The Security Ceiling is enforced at three independent layers:

  1. Off-chain — Signing ceremony: C_sign nodes MUST refuse to sign any certificate whose V_cert exceeds the ceiling. A certificate requires floor(2k/3) + 1 honest signatures, so a minority of corrupt nodes cannot produce an oversized certificate.

  2. Cross-cluster — Recipient validation: C_Recipient MUST reject any incoming CreditOp whose V_cert exceeds the ceiling, providing independent enforcement even if the sender's cluster is fully compromised.

  3. On-chain — Custody backstop: The Custody contract maintains a governance-updatable maxWithdrawalAmount[asset] mapping. startWithdrawal MUST revert if amount > maxWithdrawalAmount[asset]. The per-asset cap is derived from SecurityCeiling / P_EMA(Asset) and updated periodically by governance or an automated keeper.

Collateral Mechanics

Collateral is posted in YELLOW tokens to the Registry contract at registration time and mirrored off-chain in Balances[1040].

Minimum Collateral (Node Slot Price)

The minimum collateral per NodeID follows a continuous curve:

P_n = P_base × (P_target / P_base) ^ (N_t / N_max)
ParameterValueDescription
P_base10,000 YELLOWMinimum at genesis
P_target125,000 YELLOWMinimum at full network capacity
N_tdynamicCurrent active NodeIDs
N_max65,536Maximum NodeIDs

As the network grows from genesis to saturation, the required collateral rises from 10,000 to 125,000 YELLOW.

Auto-Compounding

100% of transaction fees and emission incentive distributions are auto-compounded into Balances[1040], allowing nodes to organically grow their stake without manual top-ups. This ensures existing nodes keep pace with the rising slot price as the network grows.

Excess Withdrawal

Collateral above P_n × buffer MAY be withdrawn to the operator's available balance via the standard Escrow Certificate flow.

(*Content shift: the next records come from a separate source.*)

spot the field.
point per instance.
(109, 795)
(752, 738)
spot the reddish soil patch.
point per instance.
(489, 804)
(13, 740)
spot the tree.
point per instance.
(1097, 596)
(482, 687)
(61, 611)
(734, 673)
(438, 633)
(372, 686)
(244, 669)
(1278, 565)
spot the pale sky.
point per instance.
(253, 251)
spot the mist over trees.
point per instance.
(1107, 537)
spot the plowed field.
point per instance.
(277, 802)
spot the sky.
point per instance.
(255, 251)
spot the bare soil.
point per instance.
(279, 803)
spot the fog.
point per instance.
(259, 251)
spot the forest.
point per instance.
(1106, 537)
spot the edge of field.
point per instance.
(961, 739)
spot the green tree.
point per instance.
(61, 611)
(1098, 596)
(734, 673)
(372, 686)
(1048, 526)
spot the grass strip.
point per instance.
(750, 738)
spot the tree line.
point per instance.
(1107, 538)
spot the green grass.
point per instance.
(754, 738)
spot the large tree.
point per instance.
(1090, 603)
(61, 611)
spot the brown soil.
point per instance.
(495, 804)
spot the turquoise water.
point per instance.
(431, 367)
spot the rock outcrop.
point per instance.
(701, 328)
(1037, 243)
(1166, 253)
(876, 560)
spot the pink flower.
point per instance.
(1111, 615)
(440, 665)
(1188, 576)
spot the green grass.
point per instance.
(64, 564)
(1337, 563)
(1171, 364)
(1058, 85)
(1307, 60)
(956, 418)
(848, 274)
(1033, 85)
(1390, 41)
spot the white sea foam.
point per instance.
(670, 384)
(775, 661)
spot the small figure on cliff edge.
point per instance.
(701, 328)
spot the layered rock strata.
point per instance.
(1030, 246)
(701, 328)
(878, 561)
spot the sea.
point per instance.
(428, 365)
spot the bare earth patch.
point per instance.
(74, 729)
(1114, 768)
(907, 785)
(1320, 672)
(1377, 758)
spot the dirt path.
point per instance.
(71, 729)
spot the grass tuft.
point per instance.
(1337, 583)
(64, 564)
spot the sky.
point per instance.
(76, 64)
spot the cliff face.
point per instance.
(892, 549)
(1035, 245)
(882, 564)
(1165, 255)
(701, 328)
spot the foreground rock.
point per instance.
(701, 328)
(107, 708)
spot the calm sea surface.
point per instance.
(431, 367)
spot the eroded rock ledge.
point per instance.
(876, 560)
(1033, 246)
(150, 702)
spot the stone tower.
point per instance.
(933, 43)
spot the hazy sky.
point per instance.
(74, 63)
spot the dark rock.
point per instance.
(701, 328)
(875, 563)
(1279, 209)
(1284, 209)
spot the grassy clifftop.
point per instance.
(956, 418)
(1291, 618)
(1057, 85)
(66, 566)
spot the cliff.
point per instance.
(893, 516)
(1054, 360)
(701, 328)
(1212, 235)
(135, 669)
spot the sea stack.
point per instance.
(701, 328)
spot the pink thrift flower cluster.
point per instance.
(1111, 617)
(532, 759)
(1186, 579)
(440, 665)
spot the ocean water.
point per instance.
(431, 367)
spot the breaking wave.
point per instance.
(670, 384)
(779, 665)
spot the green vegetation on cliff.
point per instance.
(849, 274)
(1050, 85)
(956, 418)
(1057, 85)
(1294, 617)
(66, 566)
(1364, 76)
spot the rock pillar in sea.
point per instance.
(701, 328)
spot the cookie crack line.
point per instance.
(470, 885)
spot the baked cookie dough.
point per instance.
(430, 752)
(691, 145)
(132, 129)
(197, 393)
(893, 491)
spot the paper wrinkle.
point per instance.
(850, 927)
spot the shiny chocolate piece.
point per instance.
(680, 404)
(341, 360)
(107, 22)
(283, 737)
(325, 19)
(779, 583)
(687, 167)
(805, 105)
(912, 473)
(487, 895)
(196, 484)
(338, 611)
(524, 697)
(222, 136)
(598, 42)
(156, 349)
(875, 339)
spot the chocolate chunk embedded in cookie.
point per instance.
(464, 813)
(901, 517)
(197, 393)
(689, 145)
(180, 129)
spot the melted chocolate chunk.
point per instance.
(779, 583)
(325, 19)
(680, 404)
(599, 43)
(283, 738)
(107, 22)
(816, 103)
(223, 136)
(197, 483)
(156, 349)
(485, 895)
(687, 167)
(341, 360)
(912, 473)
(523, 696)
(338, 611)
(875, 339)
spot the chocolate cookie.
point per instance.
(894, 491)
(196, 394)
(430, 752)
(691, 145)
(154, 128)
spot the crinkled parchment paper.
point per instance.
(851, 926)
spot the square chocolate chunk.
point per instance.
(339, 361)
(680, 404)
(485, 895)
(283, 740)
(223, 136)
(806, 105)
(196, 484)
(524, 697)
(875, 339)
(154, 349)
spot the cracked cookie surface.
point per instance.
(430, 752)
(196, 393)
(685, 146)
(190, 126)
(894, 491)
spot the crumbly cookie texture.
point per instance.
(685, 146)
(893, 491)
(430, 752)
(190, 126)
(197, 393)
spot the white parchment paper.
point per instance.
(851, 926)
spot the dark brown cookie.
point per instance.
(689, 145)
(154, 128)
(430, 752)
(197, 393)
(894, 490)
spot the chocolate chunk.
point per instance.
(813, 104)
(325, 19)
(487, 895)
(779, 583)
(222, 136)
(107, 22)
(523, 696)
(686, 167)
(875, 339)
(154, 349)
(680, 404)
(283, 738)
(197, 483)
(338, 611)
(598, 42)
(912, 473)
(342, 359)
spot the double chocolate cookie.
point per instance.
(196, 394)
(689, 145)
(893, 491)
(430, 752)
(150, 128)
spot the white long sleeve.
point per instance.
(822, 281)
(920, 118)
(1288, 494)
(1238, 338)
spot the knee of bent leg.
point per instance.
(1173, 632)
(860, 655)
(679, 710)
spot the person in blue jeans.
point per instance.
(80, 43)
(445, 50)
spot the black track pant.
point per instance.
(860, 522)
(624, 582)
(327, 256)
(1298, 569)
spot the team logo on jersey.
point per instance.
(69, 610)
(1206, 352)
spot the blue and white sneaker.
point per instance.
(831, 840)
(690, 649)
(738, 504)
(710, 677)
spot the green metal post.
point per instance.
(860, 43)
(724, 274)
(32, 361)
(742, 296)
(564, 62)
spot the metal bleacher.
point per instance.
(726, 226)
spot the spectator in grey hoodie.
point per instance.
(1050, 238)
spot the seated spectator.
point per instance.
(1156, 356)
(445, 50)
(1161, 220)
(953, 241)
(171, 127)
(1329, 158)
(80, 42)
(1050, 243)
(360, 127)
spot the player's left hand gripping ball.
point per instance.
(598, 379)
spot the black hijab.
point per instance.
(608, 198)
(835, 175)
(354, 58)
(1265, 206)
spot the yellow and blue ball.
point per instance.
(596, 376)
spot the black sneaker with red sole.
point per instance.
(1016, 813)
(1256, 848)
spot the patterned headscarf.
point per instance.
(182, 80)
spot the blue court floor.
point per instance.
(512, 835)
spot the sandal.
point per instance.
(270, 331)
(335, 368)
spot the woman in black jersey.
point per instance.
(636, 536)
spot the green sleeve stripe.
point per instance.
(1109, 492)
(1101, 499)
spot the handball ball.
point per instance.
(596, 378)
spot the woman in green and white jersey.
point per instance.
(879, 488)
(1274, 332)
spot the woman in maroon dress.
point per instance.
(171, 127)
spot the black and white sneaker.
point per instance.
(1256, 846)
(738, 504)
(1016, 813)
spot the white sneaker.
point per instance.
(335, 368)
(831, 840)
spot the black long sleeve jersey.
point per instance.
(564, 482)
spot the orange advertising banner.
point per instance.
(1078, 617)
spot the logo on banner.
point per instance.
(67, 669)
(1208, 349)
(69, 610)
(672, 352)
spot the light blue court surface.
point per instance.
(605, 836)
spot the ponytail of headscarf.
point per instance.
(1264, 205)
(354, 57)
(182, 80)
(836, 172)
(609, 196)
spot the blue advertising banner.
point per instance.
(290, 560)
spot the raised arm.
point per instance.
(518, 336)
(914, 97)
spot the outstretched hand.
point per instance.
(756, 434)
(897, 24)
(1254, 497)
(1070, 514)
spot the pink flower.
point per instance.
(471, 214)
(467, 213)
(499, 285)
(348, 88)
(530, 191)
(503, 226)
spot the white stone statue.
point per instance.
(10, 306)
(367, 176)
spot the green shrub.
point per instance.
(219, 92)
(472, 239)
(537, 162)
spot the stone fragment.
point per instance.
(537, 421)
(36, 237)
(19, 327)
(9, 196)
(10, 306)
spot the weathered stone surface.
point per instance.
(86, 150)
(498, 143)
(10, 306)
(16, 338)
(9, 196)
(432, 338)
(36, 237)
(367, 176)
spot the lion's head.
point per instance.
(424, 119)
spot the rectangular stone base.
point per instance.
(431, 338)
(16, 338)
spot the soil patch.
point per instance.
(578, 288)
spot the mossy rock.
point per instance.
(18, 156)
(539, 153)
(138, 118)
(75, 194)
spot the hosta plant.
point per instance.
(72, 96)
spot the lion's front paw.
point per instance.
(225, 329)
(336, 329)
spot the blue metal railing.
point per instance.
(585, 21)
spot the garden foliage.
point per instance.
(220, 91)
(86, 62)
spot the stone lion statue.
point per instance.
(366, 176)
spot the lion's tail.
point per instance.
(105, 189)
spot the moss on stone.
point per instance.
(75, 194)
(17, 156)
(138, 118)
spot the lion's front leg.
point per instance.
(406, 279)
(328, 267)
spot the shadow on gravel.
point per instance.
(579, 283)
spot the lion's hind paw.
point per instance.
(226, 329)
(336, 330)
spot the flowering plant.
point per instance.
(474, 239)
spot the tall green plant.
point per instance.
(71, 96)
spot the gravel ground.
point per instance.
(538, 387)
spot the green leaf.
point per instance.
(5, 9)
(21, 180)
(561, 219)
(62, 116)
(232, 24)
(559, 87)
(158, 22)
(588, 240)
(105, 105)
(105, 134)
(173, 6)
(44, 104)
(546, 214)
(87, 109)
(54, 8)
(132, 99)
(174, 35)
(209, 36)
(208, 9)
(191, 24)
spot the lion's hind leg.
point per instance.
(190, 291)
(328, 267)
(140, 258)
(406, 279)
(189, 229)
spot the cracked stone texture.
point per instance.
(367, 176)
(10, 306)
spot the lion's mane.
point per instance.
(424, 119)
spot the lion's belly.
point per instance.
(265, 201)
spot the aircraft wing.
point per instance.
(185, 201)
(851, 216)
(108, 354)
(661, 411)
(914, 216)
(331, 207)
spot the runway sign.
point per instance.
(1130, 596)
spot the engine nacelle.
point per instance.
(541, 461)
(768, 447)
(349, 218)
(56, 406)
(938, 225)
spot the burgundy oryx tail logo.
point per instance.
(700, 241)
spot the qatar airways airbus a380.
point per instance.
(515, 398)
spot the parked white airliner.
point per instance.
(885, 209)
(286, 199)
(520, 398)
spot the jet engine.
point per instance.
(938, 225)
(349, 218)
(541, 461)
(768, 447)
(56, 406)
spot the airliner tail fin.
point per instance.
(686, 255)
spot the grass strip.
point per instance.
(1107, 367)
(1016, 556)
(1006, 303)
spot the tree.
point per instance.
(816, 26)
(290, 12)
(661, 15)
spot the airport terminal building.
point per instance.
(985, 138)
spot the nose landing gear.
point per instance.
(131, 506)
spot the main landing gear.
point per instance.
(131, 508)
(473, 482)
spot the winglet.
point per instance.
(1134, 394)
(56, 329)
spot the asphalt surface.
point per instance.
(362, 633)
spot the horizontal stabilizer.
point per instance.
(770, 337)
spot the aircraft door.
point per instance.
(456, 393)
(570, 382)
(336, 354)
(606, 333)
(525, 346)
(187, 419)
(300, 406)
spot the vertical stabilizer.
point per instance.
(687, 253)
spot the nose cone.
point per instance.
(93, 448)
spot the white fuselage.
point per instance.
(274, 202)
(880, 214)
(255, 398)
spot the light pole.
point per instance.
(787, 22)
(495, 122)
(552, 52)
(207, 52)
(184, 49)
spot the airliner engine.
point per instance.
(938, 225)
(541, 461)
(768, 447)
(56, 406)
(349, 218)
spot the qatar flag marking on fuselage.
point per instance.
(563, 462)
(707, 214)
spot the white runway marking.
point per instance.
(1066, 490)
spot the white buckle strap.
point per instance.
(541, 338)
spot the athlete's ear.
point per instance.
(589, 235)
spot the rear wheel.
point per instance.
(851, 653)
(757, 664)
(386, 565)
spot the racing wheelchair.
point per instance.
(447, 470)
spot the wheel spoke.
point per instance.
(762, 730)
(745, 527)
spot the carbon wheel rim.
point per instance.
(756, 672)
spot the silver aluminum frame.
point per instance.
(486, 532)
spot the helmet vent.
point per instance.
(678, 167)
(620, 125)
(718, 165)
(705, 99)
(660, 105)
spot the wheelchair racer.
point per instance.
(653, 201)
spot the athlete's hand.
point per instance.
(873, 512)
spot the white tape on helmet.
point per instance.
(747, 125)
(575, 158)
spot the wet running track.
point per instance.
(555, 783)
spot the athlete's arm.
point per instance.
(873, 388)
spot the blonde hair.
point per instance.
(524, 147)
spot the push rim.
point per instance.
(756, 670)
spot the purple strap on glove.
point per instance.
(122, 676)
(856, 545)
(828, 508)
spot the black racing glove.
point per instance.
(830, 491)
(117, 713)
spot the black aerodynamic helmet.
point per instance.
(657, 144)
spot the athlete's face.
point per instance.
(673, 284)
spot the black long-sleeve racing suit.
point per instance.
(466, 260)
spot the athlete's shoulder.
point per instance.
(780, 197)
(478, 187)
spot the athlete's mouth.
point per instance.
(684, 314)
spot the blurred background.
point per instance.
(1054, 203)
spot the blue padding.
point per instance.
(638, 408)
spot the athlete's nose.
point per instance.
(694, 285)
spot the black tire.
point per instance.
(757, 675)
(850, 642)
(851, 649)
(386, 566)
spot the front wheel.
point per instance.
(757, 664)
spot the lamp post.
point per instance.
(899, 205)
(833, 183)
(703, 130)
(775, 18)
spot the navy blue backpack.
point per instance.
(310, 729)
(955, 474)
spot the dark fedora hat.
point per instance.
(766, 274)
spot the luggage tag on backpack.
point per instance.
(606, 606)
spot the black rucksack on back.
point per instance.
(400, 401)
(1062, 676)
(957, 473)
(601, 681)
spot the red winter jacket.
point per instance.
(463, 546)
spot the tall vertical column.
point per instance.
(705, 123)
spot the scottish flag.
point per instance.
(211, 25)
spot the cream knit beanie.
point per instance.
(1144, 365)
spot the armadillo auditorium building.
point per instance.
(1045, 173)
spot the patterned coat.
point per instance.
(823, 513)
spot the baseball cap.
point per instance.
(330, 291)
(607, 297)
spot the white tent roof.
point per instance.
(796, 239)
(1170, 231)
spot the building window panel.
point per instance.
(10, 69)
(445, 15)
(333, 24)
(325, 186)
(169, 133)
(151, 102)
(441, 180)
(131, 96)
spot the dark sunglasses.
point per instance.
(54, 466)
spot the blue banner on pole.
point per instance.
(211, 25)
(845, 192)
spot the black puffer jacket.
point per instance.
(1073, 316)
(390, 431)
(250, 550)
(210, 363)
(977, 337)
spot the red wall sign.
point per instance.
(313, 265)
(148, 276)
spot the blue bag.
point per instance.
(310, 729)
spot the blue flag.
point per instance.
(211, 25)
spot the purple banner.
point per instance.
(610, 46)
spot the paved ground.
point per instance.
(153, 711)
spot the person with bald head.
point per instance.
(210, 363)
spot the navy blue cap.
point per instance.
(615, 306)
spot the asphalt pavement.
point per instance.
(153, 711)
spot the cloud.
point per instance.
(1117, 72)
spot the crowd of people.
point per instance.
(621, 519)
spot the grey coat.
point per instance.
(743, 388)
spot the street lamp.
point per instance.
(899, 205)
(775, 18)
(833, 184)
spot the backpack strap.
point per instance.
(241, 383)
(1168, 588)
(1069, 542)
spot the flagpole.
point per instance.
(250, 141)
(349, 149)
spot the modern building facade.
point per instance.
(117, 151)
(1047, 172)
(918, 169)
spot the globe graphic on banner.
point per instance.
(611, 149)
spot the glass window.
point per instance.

The Escrow Certificate Gate

All collateral — whether from a voluntary departure or a slashed operator — remains in the Custody contract after eviction. There is no on-chain function that automatically returns or seizes collateral. Instead, the standard Escrow Certificate withdrawal flow is the single point of control for all collateral movement:

  • Honest operator (voluntary departure): After cooldown + eviction, the operator requests an Escrow Certificate for their collateral. The network produces it, and the operator withdraws through the standard challenge-period flow.
  • Slashed operator (dispute): After a successful dispute, the network marks the corrupt signers as slashed and refuses to produce an Escrow Certificate for their collateral. Their stake is effectively forfeit — no on-chain slashing function is needed because the same certificate gate that protects all withdrawals also enforces slashing.

Unbonding Period

Voluntary withdrawal of collateral requires the full cooldown (1 hour) plus eviction window (7 days) to elapse after unregistration. During this entire period the NodeID remains in the Kademlia tree for verification consistency.